Si l’abstention (mais alors une abstention réfléchie, c’est-à-dire conséquence d’une réelle insatisfaction devant les deux candidats et les deux programmes en présence, et non un simple je-m’en-foutisme ou désintérêt de la politique) est une option possible, les appels à voter en faveur d’Emmanuel Macron pour « faire barrage au Front National » que lancent certains catholiques sont quant à eux difficilement audibles et bien peu cohérents.

Les qualificatifs régulièrement employés par la gauche et la droite castor pour disqualifier le Front National et Marine Le Pen (« xénophobie », « parti de la haine », « parti fascisant », « parti qui charrie la haine de l’autre », « raciste »…) et leur emploi pavlovien ne méritent que peu d’intérêt. Il convient en revanche de s’attarder sur trois points qui semblent mériter une réponse : premièrement la tentative de disqualification de Marine Le Pen par la diabolisation par association ; deuxièmement la question des positions sociétales respectives d’Emmanuel Macron et de Marine Le Pen ; troisièmement la question économique qui est souvent l’argument réel de nombre de catholiques : « préférons au moins le programme économique le moins risqué ».

La question de l’entourage des candidats et la « dédiabolisation » du Front National

Si l’argument générique selon lequel le Front National n’aurait pas changé et serait toujours aussi infréquentable qu’autrefois convainc de moins en moins les Français et les catholiques, on en observe cependant une variante assez vivace : le Front National ne serait aucunement dédiabolisé, il suffit pour s’en convaincre de voir combien sont toujours aussi infréquentables et extrêmes certains proches de Marine Le Pen et certains militants de ce parti. La cause est entendue. Le débat terminé. Et l’interlocuteur de s’empresser alors de vous exhorter à voter Macron pour « faire barrage » au Front National.

Il y a en réalité ici un grave problème qui dénote soit un manque de cohérence intellectuelle soit une franche mauvaise foi. Car s’il faut juger Marine Le Pen non sur son programme mais sur ses fréquentations et ses soutiens, alors il convient d’être cohérent et de le faire aussi pour Monsieur Macron. Que l’interlocuteur analyse alors avec autant de diligence (et de dégoût) l’entourage de celui-ci : qu’il s’agisse du soutien de l’UOIF qu’il refuse de condamner ou de Mohamed Saou ; de la présence de Cohn-Bendit (y compris en meeting, et même sur scène comme à Nantes) dont la polémique sur le Grand Bazar devrait pourtant en refroidir plus d’un, ou encore de Pierre Bergé dont les positions sur la GPA (« Louer son ventre pour faire un enfant ou louer ses bras pour travailler à l’usine, quelle différence ? »), la cause LGBT ou encore les fêtes chrétiennes (« Je suis pour la suppression intégrale de toutes les fêtes chrétiennes ») n’est franchement pas compatible avec les « valeurs catholiques ».

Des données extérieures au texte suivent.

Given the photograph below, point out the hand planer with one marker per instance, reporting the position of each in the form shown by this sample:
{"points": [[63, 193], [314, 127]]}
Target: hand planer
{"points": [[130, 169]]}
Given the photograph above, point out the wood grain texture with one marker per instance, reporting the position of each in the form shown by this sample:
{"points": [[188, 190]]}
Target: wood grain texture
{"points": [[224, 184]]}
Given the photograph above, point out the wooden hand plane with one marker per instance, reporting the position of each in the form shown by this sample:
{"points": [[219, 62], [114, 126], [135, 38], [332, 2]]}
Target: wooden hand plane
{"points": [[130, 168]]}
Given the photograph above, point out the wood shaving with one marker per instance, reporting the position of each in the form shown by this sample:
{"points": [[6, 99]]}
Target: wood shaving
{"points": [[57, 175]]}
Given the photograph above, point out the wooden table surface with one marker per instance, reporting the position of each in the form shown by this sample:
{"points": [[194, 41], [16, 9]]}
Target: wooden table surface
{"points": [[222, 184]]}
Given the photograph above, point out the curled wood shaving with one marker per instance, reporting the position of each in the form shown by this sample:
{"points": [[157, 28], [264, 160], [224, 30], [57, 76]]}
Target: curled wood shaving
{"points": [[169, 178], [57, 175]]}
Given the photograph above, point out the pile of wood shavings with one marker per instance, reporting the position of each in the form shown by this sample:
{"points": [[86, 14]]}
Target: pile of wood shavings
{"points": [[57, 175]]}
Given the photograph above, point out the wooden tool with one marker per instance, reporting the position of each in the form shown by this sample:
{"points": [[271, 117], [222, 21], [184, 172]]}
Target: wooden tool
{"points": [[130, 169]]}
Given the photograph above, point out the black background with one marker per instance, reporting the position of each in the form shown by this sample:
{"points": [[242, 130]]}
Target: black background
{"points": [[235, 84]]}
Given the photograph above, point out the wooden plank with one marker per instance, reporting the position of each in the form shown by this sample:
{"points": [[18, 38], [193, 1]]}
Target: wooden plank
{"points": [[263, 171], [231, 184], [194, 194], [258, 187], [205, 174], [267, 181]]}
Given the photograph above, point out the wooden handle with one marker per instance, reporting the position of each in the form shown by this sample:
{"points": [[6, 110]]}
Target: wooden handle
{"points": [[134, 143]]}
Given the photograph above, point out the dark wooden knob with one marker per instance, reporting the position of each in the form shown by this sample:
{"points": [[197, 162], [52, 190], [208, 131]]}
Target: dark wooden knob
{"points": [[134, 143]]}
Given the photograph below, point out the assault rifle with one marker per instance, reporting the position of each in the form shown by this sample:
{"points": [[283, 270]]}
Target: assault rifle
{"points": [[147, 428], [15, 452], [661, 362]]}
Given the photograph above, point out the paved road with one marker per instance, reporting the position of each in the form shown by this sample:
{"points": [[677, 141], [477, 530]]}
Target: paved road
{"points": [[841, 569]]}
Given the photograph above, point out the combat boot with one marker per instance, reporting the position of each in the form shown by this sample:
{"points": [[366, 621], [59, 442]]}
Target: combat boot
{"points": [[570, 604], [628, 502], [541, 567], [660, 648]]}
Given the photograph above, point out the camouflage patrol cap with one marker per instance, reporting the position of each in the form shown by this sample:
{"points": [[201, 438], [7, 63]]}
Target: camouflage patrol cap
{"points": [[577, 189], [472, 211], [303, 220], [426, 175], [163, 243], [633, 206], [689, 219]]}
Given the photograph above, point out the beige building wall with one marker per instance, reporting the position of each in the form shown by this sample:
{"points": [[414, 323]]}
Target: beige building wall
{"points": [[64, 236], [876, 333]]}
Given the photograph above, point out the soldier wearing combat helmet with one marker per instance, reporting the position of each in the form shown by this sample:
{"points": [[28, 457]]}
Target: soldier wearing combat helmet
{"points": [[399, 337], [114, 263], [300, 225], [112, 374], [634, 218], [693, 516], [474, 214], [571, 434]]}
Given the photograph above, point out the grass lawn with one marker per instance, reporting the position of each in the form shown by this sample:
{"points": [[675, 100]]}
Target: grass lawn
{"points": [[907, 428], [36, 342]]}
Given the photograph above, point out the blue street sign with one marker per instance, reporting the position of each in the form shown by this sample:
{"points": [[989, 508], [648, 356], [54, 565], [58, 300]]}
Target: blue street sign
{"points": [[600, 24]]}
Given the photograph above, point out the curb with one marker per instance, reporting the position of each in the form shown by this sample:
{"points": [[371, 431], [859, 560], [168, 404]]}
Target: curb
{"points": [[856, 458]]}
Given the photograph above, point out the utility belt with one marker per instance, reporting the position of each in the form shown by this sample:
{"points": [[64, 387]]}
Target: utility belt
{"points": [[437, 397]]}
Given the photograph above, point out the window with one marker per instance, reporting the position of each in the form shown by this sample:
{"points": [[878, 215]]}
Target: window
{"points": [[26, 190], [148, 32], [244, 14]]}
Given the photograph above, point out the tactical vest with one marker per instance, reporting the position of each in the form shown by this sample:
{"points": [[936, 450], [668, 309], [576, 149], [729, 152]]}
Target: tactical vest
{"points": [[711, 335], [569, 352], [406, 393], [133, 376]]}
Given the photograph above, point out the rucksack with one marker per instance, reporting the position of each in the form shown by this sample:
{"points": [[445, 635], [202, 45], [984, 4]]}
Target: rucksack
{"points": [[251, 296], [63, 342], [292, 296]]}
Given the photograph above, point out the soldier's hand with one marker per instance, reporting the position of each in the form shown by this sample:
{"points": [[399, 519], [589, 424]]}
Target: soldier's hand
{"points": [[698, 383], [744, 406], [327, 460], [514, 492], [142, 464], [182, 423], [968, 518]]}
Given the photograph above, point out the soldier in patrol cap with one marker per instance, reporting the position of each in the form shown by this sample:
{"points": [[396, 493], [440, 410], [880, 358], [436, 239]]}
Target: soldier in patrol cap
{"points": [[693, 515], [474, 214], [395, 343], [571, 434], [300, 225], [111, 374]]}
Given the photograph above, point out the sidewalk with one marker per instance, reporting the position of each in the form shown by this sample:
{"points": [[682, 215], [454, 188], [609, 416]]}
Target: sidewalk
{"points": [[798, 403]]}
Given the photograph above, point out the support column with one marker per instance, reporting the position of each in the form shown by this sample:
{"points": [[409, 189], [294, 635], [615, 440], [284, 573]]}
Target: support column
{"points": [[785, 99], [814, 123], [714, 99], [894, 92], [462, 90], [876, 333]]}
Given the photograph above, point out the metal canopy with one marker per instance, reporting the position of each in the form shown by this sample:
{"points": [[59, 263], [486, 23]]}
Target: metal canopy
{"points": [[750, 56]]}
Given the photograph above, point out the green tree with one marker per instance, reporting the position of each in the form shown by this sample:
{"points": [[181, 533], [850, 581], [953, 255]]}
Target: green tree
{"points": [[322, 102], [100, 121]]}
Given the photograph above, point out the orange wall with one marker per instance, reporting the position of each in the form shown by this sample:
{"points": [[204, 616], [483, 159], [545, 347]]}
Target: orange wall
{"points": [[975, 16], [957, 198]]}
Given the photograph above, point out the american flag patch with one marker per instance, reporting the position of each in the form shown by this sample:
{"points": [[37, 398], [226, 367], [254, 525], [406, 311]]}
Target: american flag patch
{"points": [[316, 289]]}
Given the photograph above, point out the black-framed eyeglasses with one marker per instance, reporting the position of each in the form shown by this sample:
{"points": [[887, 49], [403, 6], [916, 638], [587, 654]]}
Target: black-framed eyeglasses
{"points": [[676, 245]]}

Les positions sociétales des deux candidats

Plutôt que de chercher à analyser les propositions et idées de l’entourage des deux candidats, examinons donc en détails les positions sociétales exprimées par les deux candidats eux-mêmes, tant dans leurs programmes respectifs que dans leurs prises de paroles publiques ces derniers mois (on pourra, pour les sources détaillées, se reporter aux études réalisées par Alliance Vita ou La Manif Pour Tous).

  • L’avortement : si aucun des deux candidats ne souhaite remettre en cause la loi Veil, on peut noter cependant que Marine Le Pen est opposée à la loi sur le « délit d’entrave numérique » tandis qu’Emmanuel Macron affirme que « contre toutes les attaques qu’il subit, nous défendrons le droit à l’interruption volontaire de grossesse (IVG) ».
  • Loi Taubira : Marine Le Pen y est opposée et (c’est un point de son programme) s’est engagée à l’abroger. On peut noter que Marion Maréchal-Le Pen « se portera garante » de cette abrogation. Emmanuel Macron affirme de son coté que le mariage pour tous « est un acquis fondamental du quinquennat en cours ».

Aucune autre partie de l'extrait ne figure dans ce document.